Master Vithal was an actor who happened to be on the path of the juggernaut of Hindi cinema history. As the hero of the first Indian talkie, Alam Ara, Vithal witnessed the same force that elevated him to a permanent place in film annals, also becoming the cause for the annihilation of his career.
Before the advent of the talkie, this Maharashtrian hero was labelled the Douglas Fairbanks of India and enjoyed immense popularity as the swashbuckling star of early silent stunt films. Master Vithal was discovered by Bombay’s Sharda Film Company, where he helped shape the fledgling action genre in silent films with names like Masked Cavalier and Warrior. People interpreted the success of his rebel heroes as an indication of India’s innate desire to throw off the yoke of the British. In the late 20s, Vithal made a very popular pair with the notorious spitfire, Zebunissa and when he shifted loyalties from Sharda to the bigger Sagar Studios, in 1930, he became famous as the highest paid male star of the time.
In fact, so popular was he that when Ardeshir Irani of Imperial Film Company was planning India’s first talkie, Alam Ara (’31), it was decided that it was imperative to have Vithal as the hero of this Muslim tale of yore. So, though he was not on the Imperial payroll, Master Vithal was signed on for Alam Ara. When his parent studio sued him, it was Mohammed Ali Jinnah (the architect of Pakistan and later its first head of government), who defended Vithal in court.

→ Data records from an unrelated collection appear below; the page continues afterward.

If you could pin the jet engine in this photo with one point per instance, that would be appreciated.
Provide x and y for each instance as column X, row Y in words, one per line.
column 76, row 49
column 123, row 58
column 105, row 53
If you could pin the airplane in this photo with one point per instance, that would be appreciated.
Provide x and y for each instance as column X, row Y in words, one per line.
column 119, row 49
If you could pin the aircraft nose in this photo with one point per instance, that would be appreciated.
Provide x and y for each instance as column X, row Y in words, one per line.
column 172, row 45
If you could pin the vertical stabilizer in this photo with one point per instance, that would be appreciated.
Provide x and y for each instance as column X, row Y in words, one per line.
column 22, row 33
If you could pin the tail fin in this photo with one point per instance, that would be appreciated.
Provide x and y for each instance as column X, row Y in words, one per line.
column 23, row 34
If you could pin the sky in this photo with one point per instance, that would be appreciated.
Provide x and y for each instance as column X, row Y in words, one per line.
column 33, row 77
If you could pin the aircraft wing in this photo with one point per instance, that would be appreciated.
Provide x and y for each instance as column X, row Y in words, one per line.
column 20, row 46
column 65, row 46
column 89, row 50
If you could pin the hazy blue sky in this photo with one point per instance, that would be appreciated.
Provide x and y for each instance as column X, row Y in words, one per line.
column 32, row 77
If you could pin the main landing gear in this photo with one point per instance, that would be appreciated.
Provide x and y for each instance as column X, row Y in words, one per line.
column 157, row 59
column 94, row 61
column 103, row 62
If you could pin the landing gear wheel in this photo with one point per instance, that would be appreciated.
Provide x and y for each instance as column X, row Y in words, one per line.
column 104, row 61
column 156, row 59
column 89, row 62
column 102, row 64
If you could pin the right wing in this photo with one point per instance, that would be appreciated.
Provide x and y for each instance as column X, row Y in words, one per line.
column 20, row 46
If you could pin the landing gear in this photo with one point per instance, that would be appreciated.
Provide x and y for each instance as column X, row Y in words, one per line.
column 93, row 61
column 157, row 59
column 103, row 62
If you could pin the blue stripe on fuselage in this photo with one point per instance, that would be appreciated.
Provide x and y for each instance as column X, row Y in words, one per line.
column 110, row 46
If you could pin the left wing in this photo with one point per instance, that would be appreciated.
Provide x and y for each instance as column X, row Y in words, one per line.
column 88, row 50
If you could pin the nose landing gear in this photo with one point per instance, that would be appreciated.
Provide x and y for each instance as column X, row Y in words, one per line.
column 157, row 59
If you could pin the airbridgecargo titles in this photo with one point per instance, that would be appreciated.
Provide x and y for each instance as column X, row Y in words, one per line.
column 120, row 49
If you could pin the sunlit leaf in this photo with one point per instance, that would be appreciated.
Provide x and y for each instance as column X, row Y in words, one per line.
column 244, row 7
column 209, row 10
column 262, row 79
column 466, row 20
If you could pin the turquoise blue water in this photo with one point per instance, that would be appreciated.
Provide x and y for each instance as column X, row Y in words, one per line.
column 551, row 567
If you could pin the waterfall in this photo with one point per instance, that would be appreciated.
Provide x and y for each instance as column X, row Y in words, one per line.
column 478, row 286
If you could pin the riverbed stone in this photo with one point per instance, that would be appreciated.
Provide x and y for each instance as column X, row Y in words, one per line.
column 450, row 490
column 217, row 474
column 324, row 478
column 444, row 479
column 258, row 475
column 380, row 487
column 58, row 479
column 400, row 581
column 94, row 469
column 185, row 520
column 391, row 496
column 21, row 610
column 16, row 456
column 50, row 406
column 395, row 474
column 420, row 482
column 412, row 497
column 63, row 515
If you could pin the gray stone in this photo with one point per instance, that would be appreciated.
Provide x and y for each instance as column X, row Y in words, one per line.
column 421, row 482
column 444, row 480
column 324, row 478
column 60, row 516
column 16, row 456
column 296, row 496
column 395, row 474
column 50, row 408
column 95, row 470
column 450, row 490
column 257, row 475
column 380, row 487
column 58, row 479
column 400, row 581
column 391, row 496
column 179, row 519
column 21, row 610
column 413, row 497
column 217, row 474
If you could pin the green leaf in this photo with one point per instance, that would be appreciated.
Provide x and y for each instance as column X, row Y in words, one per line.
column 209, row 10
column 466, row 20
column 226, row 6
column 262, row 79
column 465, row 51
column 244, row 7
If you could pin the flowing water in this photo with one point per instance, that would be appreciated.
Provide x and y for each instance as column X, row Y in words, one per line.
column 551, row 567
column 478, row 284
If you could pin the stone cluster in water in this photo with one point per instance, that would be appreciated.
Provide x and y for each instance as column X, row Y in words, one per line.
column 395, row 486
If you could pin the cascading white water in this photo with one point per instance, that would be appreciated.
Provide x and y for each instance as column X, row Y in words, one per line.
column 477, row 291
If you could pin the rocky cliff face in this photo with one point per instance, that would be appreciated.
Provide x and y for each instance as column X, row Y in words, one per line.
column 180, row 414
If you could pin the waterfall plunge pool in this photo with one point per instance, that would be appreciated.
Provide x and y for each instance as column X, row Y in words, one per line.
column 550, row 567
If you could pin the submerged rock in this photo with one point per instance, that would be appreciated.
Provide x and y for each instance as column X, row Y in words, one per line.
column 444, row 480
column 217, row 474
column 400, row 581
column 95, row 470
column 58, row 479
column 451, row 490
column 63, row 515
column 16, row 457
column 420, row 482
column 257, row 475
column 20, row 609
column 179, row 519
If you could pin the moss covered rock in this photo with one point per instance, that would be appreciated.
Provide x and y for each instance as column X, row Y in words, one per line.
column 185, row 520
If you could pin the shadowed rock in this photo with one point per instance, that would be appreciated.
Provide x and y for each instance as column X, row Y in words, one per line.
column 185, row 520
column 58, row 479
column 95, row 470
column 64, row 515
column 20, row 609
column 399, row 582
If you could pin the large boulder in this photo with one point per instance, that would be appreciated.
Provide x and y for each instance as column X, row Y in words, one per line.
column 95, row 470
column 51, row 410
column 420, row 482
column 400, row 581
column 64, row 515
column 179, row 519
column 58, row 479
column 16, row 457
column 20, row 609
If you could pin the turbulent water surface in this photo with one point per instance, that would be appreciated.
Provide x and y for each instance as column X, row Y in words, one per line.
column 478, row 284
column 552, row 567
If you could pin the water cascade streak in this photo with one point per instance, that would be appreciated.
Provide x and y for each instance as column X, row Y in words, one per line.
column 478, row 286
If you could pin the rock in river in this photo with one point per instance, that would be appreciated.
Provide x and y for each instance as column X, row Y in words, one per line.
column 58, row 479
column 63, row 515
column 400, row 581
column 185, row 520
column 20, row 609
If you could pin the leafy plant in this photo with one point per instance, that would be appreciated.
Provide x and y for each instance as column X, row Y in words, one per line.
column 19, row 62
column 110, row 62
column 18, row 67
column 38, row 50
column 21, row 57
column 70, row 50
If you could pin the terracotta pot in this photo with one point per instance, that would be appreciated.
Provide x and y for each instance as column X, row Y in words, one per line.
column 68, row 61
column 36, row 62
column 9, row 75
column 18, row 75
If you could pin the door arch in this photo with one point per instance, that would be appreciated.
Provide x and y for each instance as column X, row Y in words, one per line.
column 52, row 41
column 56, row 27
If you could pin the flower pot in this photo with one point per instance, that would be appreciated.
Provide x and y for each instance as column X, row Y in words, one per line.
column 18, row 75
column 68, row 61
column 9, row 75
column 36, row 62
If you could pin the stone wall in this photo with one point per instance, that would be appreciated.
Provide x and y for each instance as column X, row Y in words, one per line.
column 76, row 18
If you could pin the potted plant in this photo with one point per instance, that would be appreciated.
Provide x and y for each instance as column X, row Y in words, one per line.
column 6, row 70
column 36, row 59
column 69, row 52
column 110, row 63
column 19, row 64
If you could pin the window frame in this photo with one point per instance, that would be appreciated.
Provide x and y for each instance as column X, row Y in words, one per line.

Tragically, however, it was discovered during the course of the shooting that Vithal just could not speak Hindi well and was consequently shown either unconscious or in a trance for most of the film. Master Vithal’s career in the talkies could not survive this ignominy.
As no talkie offers were forthcoming, Vithal went back to doing silent films in 1932. But the days of the cue cards were obviously over.
With Shahu Modak as the hero, Vithal took to direction and his Awara Shehzada (’33), where he introduced the concept of a double role, was a success. Vithal continued to do the sporadic Hindi or Marathi film but that early luminescence of his career had dimmed.
It remains one of the film world’s greatest ironies that just as Alam Ara entered the history books, it was synchronous with the termination of its hero’s glorious days.